The parties to the litigation are most often the copyright holder who licensed the copyrighted work and the licensee who seeks to exploit the work in the new product. The licensor claims that the license does not contemplate the new use. In response, the licensee asserts the new use is simply an evolutionary in the presentation of the work and is therefore permitted by the license.
Determining the scope of rights granted by a license usually turns on the intent of the parties. But in most new use cases there was no intent. When the license was executed years before, the parties to the license likely never thought about the new use. In the absence of intent, how does a court resolve a new use issue where the license fails to expressly authorize the use?
Rosetta Most Recent New Use Case
The most recent new use case in the Second Circuit, Random House, Inc. v. Rosetta Books LLC, 150 F.Supp.2d 613 (S.D.N.Y. 2001), aff’d, 283 F.3d 490 (2d Cir. 2002) determined the scope of the license by focusing on the language of the copyright holder’s grant of rights. Rosetta held that Random House’s license, to “print, publish, and sell” novels by Kurt Vonnegut and William Styron “in book form,” did not give the publisher the right to distribute these works as ebooks.
Ironically, Random House recently announced that it had ebook rights to the same older works of Messrs. Vonnegut and Styron who were successful in Rosetta. Random House’s chairman, by memo dated December 11, 2009, stated that it “considers contracts that grant the exclusive rights to publish ‘in book form’ … to include the exclusive right to publish in electronic book publishing formats.” The memo made no reference to Rosetta.

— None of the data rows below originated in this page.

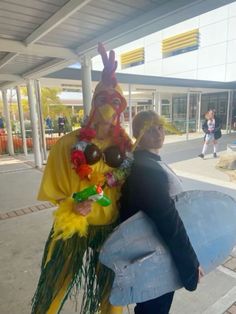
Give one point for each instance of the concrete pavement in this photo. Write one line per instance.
(25, 223)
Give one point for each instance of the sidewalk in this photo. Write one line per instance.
(25, 224)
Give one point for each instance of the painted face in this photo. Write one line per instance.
(108, 104)
(154, 137)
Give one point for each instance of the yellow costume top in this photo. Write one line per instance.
(60, 181)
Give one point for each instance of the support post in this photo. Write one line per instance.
(41, 121)
(10, 145)
(187, 116)
(21, 117)
(34, 124)
(86, 84)
(130, 112)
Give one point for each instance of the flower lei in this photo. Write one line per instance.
(78, 158)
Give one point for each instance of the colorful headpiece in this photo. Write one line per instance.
(109, 90)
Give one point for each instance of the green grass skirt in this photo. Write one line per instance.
(89, 278)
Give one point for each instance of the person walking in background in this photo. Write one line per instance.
(1, 124)
(49, 124)
(150, 188)
(61, 124)
(212, 129)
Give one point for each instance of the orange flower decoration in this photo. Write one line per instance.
(97, 178)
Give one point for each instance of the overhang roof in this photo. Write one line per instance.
(40, 37)
(142, 81)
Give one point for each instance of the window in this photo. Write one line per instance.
(132, 58)
(181, 43)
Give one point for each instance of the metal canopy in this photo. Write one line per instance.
(40, 37)
(74, 75)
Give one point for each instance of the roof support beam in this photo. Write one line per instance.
(48, 67)
(165, 15)
(60, 16)
(8, 58)
(9, 77)
(8, 45)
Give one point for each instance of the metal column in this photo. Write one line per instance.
(187, 116)
(34, 124)
(229, 105)
(41, 121)
(130, 112)
(21, 117)
(8, 124)
(86, 84)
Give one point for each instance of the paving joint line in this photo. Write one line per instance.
(26, 210)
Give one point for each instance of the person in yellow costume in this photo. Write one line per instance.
(95, 155)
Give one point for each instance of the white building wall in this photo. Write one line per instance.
(214, 60)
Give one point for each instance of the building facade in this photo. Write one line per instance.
(201, 48)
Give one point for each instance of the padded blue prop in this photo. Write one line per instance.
(141, 261)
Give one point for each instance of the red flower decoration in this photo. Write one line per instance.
(83, 171)
(78, 158)
(86, 134)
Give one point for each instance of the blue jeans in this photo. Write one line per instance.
(160, 305)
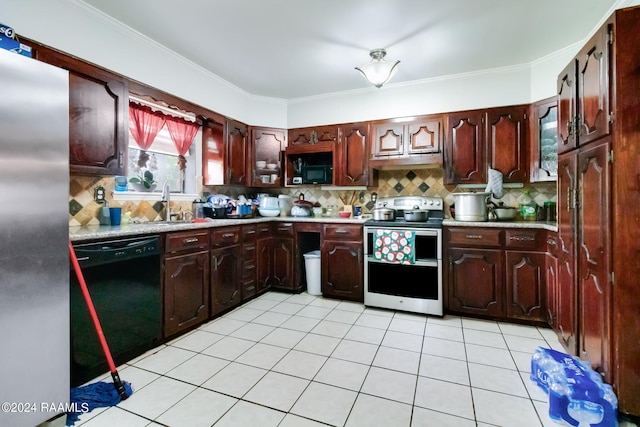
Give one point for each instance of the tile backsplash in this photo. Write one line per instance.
(83, 210)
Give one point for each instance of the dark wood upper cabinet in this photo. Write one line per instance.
(313, 135)
(594, 256)
(237, 148)
(507, 139)
(213, 152)
(399, 142)
(353, 155)
(593, 88)
(267, 146)
(567, 95)
(465, 149)
(98, 115)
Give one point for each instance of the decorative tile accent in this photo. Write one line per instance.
(391, 183)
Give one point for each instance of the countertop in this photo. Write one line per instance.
(551, 226)
(98, 232)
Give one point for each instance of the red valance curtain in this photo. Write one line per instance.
(144, 124)
(182, 133)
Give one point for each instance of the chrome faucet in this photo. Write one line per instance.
(166, 197)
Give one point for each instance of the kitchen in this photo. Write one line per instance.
(387, 179)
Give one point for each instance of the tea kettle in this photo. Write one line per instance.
(301, 207)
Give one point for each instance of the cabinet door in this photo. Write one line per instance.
(225, 283)
(465, 150)
(264, 264)
(424, 137)
(388, 140)
(551, 278)
(186, 291)
(98, 116)
(507, 139)
(567, 98)
(213, 150)
(353, 152)
(342, 270)
(594, 256)
(593, 89)
(268, 145)
(475, 281)
(525, 285)
(544, 141)
(237, 153)
(567, 276)
(283, 261)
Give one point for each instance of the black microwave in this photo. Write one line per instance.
(317, 174)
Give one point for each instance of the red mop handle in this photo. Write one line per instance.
(92, 310)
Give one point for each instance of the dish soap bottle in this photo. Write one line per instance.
(528, 209)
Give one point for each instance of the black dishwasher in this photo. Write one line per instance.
(123, 277)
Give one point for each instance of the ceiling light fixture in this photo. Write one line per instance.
(378, 71)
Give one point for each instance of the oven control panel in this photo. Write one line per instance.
(411, 202)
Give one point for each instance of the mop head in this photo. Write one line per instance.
(97, 395)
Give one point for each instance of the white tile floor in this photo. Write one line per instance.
(302, 361)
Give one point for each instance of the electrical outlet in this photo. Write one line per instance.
(99, 194)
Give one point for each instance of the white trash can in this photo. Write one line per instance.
(312, 265)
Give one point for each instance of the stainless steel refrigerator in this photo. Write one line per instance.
(34, 236)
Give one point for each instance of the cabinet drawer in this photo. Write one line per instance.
(248, 269)
(475, 236)
(263, 230)
(225, 236)
(342, 232)
(282, 229)
(524, 239)
(249, 250)
(249, 233)
(187, 240)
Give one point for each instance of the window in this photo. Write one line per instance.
(161, 160)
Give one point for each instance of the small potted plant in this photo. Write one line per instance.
(144, 181)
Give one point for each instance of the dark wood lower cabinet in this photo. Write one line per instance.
(342, 270)
(226, 292)
(525, 285)
(475, 281)
(186, 295)
(282, 263)
(186, 281)
(497, 273)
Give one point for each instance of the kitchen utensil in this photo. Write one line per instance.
(269, 202)
(301, 208)
(416, 215)
(269, 211)
(384, 214)
(217, 213)
(471, 206)
(285, 202)
(504, 213)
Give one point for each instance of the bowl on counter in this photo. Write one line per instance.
(269, 211)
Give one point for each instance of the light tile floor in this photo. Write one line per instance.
(302, 361)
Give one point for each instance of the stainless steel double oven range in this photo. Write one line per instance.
(416, 284)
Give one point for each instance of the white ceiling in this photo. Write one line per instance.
(300, 48)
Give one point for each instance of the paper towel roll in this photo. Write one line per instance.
(494, 184)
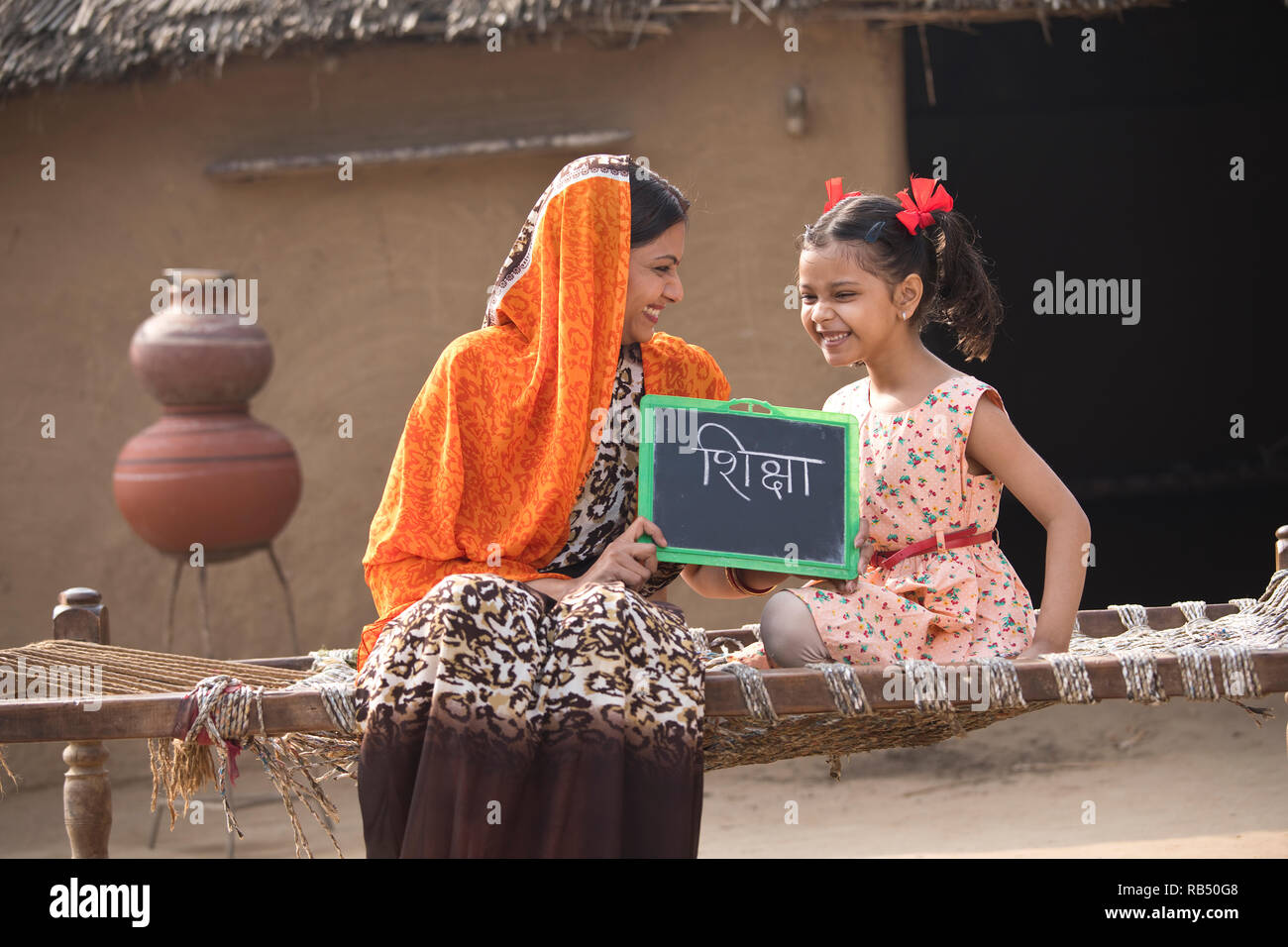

The continuing popularity of ebooks will likely spur further litigation between authors and publishers over the scope of their license agreements. Thus, Rosetta offers a convenient road map to those who need or wish to predict a new use outcome.
Decision in Rosetta
In Rosetta, the district court found that three authors, who had licensed Random House the right to “print, publish, and sell” their novels “in book form,” had not thereby given Random House electronic rights to those novels.
The district court first noted that the licenses to Random House distinguished between the “pure content—i.e. ‘the work’– and the format of display—‘in book form.’” The court stated that Random House’s own dictionary “defines a ‘book’ as ‘a written or printed work … usually on sheets of paper’ … and defines ‘form’ as ‘external appearance of a clearly defined area.’”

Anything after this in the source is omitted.